Tag: 2023

PSM – GAINESVILLE

PSM – GAINESVILLE

Coming off by far the best year of his career, Pro Stock Motorcycle star Joey Gladstone stumbled to a second-round loss at the season-opening Gatornationals. Before a jam-packed house, Gladstone, runner-up for the 2022 NHRA championship with three victories in six final-round appearances, rode Cory Reed’s Precision Service Equipment Hayabusa to the middle rounds of eliminations despite qualifying just 15th.

Gladstone, who won Sonoma, Topeka, and Reading last year, managed a decent 6.84 on his first official run of 2023, fell off on the next two, and broke on the last one, leaving him in a precarious position going into eliminations. “We were a little conservative initially, but when it spun in Q2 and especially in Q3, I knew we had to calm it down for the last session,” he said. “Bad runs like those can be really hard on parts. It hurt the shift forks, but we have the new billet cases, so it was fixed in like 10 minutes, and I knew the bike would run good first round.”

It did. Gladstone posted a solid 6.81 at 196 mph but didn’t need it when No. 2 qualifier Steve Johnson, perhaps intimidated by Gladstone’s renowned starting-line reflexes, threw away his qualifying advantage on a red-light. A round later, it was Gladstone who nullified a sure-win with a foul start opposite Angie Smith, who advanced with just a 15.90.

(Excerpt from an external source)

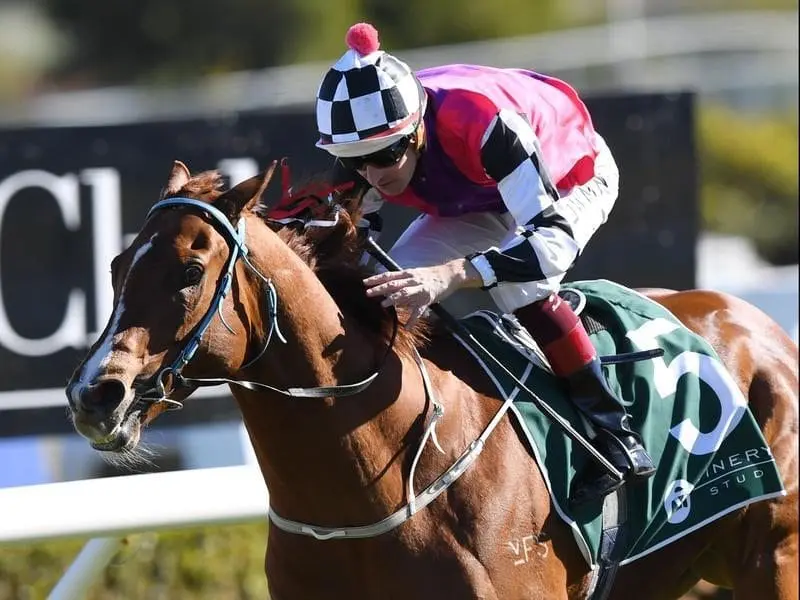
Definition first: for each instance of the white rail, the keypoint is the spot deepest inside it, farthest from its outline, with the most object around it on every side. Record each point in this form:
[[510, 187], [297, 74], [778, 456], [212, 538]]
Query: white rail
[[109, 509], [117, 506]]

“It’s not like I was trying too hard – I saw yellow,” Gladstone said. “It felt normal, but I knew it was red when I went by the Tree. I was going to shut it off because at that point it didn’t matter, but about halfway down I thought, ‘This is a good run and we’re not racing again for a while,’ so I stayed in it to get more data.”

It turned out to be a 6.79/197, the team’s best E.T. of the young season. “Not that long ago, .79s were killer,” Gladstone said. “Now, that’s not enough. Everyone is stepping up. This class … it just keeps getting tougher and tougher all the time.”

TAFC – PHOENIX

Annie Whiteley opened the 2023 season not at Louisiana’s No Problem Raceway, where she’s run roughshod over outmatched Top Alcohol Funny Car rivals for half a decade now, but rather in the Valley of the Sun. At Wild Horse Pass Raceway in suburban Phoenix, her weekend didn’t end in victory as it had five years in a row on the Louisiana bayou, but it didn’t turn out badly, either: lots of low 5.50s at nearly 270 mph and a solid semifinal finish.

At Wild Horse, the latest track about to be strong-armed out of existence by the ever-encroaching community surrounding it, Whiteley just missed another final-round appearance, falling to Ray Martin in the semifinals by the invisible margin of seven-thousandths of a second.

The J&A Service team’s weekend got off to a promising start when Whiteley matched reigning world champ Doug Gordon stride for stride to half-track in the opening qualifying session before shutting off to a 5.78 at 188 mph. She actually was faster than he was at half-track – 211 mph to 210 – and he recorded a fine 5.48, so she was absolutely “on one” until she had to lift.

Fifth in a six-car field heading into last-shot qualifying early Saturday afternoon opposite newcomer Hunter Jones, Whiteley delivered an excellent 5.54 at 263.26 mph to catapult all the way up to the No. 2 spot. Jones ended up No. 5 with a career-best 5.57 and nearly matched that in the first round of eliminations with a similar 5.58 at 261 mph, but she had him all the way with her best run of the weekend, a superior 5.50-flat at 265 mph – the quickest and fastest non-Gordon run of the event.

Whiteley’s brand-new YNot Racing Camaro nearly matched that performance again in the semifinals, but she fell to Alaska’s Martin in the most aggravating possible manner: on a holeshot. Hardly late with a .081 reaction time, she flew across the finish line with a 5.51 that left her just short of Martin’s 5.56.

Naturally, no other run he made all weekend would’ve been enough to beat her, and, needless to say, any other light he had all weekend wouldn’t have been enough, either. Even a .031 reaction time would have left him just short in the lights, but Martin had the good fortune to pull off a telepathic .023 light right when he needed it to nudge her out at the stripe by a scant three feet and advance to the final, where he upset Gordon for his first win in years.